The company has also enabled bulk insert of records from object storage, which – we’re told – is up to six times cheaper than doing normal record-by-record updates and inserts (upserts, in Pinecone’s terminology). It’s intended for the insertion of millions of objects. Data is read from a secure bucket in a customer’s object storage. This is an asynchronous, background, long-running batch-like process with, Pinecone says, “no need for performance tuning or monitoring the status of your import operation.”

Pinecone bulk insert code example
Pinecone bulk insert code example

As a cost example, Pinecone suggests that “ingesting 10 million records of 768-dimension will cost $30 with bulk import.” 

Customers first need to integrate their object store (e.g. Amazon S3) with Pinecone. This integration lets the customer store IAM credentials for their object store, which can be set up or managed via the Pinecone console. Import is done from a new API endpoint that supports Parquet source files. 

We asked if Pinecone vectorizes the object data during the insert from object storage. Zhu told us: ”The current implementation requires that the content has already been vectorized. We are exploring vectorization during import for a future release.” 

Startup Onehouse has a vector embeddings generating capability and integrates with Pinecone.

We understand that by developing a specialized and serverless vector database, Pinecone reckons it will have both a performance (search time, latency) edge on competitors, including other dedicated vector databases and multi-protocol databases such as SingleStore

Availability

Pinecone serverless is available for all Standard and Enterprise customers and currently supports the “eastus2” (Virginia) region on Azure, and Google Cloud’s “us-central1” (Iowa) and “europe-west4” (Netherlands), with more regions coming soon for both.

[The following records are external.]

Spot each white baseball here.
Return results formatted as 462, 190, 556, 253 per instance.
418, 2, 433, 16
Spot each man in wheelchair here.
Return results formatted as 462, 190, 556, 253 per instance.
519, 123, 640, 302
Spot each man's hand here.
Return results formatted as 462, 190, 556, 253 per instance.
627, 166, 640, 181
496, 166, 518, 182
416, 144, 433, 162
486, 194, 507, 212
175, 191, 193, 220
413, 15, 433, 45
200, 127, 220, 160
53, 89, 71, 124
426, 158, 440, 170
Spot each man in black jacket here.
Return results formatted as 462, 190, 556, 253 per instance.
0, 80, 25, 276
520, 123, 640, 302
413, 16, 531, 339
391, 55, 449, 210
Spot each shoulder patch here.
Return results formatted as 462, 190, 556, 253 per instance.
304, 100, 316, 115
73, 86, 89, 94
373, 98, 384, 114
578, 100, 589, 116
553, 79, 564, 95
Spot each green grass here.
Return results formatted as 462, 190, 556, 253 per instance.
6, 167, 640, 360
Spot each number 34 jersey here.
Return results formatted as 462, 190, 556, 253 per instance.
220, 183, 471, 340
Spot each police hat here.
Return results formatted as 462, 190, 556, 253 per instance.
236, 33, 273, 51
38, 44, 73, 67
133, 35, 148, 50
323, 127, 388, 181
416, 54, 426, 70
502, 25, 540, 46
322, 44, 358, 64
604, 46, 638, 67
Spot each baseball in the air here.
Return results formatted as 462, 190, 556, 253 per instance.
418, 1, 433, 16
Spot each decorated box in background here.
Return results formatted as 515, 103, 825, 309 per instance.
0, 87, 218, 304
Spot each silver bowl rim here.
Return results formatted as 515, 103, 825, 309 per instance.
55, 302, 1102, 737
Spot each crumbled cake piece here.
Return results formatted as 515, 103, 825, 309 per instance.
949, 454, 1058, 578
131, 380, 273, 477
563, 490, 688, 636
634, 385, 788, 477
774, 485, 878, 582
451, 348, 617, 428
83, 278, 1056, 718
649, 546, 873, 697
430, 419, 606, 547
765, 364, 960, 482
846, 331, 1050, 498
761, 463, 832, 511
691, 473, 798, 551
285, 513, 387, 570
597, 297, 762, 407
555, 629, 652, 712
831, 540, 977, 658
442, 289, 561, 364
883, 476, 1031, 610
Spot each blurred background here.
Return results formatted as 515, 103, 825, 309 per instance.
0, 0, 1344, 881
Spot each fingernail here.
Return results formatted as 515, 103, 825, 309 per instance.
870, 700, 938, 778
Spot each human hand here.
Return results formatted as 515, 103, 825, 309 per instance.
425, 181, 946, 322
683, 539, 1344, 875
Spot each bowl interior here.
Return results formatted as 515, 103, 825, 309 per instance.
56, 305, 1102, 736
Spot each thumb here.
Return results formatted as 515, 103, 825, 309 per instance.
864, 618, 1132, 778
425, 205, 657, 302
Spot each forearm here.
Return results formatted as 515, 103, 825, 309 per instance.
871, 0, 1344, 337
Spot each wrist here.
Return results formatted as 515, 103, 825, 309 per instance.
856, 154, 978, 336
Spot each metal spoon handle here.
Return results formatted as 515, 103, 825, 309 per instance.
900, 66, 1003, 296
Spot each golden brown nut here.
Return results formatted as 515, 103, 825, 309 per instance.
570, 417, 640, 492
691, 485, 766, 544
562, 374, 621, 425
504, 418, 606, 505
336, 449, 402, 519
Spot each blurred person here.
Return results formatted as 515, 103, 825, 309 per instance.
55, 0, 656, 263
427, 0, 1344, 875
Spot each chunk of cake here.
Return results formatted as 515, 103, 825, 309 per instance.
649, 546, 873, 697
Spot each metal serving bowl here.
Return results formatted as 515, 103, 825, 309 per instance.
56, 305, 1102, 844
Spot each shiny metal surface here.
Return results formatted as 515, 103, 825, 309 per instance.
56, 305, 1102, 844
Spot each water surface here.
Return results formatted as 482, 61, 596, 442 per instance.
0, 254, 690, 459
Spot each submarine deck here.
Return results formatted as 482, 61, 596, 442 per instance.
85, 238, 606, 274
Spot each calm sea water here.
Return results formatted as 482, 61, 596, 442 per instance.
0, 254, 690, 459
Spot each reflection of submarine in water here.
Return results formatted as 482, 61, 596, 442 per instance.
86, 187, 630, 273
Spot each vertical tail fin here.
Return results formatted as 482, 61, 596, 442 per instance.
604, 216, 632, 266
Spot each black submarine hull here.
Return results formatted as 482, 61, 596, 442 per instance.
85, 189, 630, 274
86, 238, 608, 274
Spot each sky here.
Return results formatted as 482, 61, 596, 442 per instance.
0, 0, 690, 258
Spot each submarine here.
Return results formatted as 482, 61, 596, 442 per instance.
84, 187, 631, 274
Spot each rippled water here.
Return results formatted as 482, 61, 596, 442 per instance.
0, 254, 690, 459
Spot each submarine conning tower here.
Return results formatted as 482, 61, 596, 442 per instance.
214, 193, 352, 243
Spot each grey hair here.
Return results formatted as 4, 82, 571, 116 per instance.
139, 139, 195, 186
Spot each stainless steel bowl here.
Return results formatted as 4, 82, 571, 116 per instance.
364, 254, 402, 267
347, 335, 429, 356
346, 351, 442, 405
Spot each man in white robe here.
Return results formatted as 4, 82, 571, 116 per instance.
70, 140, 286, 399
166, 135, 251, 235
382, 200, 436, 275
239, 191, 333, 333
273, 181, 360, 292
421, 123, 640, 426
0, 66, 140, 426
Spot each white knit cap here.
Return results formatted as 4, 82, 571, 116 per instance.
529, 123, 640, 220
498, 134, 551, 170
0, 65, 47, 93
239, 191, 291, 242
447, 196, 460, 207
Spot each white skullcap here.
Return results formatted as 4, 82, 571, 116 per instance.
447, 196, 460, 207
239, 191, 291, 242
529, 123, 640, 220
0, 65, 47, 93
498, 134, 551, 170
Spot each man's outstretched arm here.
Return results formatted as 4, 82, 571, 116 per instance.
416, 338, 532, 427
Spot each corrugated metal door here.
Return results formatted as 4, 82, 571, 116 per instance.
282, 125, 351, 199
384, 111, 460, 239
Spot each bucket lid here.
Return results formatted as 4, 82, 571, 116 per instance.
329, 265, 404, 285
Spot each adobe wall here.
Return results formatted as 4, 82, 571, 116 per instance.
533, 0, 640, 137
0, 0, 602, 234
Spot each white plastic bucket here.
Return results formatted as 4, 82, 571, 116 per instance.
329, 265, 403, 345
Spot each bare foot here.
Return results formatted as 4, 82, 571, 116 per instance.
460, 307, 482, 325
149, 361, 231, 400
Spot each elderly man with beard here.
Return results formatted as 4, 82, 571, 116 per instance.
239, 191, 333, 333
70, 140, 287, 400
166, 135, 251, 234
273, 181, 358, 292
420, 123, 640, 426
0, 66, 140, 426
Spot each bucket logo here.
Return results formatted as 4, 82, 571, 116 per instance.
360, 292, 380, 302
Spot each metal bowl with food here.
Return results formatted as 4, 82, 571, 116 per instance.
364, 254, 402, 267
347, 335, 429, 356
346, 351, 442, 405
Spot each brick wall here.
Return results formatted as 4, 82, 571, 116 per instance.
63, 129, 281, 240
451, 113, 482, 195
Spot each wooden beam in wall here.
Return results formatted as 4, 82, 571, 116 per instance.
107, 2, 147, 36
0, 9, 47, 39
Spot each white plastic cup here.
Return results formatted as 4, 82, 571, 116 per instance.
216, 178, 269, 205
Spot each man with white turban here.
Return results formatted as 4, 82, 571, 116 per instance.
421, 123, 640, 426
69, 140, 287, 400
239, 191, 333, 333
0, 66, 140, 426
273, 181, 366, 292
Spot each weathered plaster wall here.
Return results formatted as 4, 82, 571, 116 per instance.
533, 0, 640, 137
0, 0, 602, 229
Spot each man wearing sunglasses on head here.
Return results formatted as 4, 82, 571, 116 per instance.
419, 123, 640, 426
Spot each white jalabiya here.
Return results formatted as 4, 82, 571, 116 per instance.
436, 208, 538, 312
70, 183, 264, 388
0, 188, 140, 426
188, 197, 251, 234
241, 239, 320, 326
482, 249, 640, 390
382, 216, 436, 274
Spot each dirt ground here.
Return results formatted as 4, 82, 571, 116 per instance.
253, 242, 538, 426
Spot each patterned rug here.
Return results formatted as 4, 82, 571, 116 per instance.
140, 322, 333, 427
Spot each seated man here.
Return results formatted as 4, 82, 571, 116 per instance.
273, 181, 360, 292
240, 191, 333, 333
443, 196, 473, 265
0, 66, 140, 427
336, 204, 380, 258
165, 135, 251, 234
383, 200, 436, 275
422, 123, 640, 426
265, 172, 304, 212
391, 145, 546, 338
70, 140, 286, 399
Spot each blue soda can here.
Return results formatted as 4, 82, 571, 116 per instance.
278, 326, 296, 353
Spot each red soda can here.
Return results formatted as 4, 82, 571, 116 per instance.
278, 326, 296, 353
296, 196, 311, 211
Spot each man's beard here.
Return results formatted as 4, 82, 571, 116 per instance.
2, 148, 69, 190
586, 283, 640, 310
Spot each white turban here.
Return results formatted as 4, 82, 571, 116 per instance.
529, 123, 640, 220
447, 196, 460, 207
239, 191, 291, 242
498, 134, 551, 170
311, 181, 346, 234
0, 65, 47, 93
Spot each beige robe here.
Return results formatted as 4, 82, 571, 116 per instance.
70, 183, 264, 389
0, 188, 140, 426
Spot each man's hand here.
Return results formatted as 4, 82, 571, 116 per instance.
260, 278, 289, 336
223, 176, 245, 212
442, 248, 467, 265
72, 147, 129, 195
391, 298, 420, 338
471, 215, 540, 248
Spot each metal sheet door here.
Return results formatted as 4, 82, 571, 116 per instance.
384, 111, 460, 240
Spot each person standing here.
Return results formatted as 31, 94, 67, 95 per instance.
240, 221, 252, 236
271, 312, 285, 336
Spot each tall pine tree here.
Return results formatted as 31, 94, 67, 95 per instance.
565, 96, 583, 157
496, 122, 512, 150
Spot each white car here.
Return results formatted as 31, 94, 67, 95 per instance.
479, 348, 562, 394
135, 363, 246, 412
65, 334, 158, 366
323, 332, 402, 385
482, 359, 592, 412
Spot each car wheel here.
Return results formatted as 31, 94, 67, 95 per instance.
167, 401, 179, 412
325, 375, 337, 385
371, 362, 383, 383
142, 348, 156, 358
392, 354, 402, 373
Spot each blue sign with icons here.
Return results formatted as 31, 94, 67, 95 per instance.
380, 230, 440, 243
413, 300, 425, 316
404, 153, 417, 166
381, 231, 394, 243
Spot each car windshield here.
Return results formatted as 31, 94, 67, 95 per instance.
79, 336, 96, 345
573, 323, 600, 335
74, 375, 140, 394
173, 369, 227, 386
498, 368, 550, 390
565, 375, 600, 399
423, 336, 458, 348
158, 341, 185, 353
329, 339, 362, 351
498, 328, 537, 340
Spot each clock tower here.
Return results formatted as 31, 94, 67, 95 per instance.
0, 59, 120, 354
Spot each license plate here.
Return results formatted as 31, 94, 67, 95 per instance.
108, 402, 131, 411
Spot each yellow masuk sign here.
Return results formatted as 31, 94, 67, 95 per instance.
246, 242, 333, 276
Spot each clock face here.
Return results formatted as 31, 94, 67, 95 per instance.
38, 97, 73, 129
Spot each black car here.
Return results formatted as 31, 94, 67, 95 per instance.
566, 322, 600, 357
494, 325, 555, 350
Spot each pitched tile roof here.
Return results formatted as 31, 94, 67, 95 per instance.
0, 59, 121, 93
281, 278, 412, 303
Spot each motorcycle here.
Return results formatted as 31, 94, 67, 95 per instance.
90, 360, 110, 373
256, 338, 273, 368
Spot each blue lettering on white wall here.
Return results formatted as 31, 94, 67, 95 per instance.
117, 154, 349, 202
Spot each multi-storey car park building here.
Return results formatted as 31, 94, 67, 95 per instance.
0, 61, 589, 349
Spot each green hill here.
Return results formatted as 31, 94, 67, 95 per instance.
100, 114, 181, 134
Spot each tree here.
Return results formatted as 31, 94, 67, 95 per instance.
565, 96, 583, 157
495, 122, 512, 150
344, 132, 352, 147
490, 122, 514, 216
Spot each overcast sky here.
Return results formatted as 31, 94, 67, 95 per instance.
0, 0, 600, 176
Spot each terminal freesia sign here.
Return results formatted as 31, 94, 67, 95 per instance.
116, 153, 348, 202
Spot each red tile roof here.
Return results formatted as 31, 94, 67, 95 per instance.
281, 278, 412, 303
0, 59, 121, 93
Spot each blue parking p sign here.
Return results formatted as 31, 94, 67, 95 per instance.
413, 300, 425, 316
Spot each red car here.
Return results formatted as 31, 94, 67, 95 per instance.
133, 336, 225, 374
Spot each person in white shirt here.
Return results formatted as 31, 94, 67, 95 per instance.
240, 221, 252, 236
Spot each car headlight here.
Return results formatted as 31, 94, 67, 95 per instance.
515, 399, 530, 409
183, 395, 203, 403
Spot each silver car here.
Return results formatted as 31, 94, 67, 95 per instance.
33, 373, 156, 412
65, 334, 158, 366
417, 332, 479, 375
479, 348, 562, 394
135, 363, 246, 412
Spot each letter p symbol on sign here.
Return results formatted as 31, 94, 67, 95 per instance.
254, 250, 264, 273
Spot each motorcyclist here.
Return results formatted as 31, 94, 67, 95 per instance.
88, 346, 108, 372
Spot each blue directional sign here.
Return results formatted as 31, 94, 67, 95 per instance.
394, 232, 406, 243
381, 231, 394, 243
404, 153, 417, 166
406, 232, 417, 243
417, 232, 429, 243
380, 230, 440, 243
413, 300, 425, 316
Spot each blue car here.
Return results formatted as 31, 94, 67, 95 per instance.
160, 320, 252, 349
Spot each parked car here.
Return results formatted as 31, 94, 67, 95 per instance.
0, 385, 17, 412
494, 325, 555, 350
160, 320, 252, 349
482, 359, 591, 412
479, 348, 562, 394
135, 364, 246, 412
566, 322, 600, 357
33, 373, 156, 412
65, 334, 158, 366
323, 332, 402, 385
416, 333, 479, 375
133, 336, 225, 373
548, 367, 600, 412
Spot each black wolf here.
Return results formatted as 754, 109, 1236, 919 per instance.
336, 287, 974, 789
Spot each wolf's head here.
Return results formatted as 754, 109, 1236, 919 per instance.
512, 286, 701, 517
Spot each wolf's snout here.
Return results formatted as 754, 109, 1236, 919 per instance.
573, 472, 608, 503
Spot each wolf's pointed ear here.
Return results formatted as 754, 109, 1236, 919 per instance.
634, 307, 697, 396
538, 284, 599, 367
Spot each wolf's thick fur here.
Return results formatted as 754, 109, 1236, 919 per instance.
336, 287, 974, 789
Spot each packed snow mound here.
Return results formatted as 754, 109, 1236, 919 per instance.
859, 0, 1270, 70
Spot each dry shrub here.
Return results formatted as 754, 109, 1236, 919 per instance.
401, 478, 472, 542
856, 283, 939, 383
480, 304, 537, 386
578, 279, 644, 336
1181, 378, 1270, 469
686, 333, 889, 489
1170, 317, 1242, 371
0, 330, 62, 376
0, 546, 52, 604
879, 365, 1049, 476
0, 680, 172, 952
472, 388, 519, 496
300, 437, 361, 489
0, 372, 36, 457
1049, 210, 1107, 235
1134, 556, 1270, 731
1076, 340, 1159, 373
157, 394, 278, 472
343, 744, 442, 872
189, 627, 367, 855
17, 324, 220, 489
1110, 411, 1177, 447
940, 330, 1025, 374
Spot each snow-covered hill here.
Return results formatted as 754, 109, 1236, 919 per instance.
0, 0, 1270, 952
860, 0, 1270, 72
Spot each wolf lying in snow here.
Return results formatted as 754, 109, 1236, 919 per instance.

Customers can start building on Pinecone serverless using one of Pinecone’s sample notebooks or subscribe through the Azure or Google Cloud marketplaces.

Import from object storage is now available in early access mode for Standard and Enterprise users at a flat rate of $1.00/GB. It is currently limited to Amazon S3 for serverless AWS regions. Support for Google Cloud Storage (GCS) and Azure Blob Storage will follow in the coming weeks. 

Bulk imports are limited to 200 million records at a time during early access and import operations are restricted to writing records into a new serverless namespace; you currently cannot import data into an existing namespace.

Bootnote

Pinecone’s VP of R&D, Ram Sriharsha, has provided a technical deep dive on the company’s serverless database, writing: “Traditionally, vector databases have used a search engine architecture where data is sharded across many smaller individual indexes, and queries are sent to all shards. This query mechanism is called scatter-gather – as we scatter a query across shards before gathering the responses to produce one final result. Our pod-based architecture uses this exact mechanism.

“Before Pinecone serverless, vector databases had to keep the entire index locally on the shards. This approach is particularly true of any vector database that uses HNSW (the entire index is in memory for HNSW), disk-based graph algorithms, or libraries like Faiss. There is no way to page parts of the index into memory on demand, and likewise, in the scatter-gather architecture, there is no way to know what parts to page into memory until we touch all shards.

“We need to design vector databases that go beyond scatter-gather and likewise can effectively page portions of the index as needed from persistent, low-cost storage. That is, we need true decoupling of storage from compute for vector search.”

His blog then describes Pinecone’s serverless approach and provides performance numbers.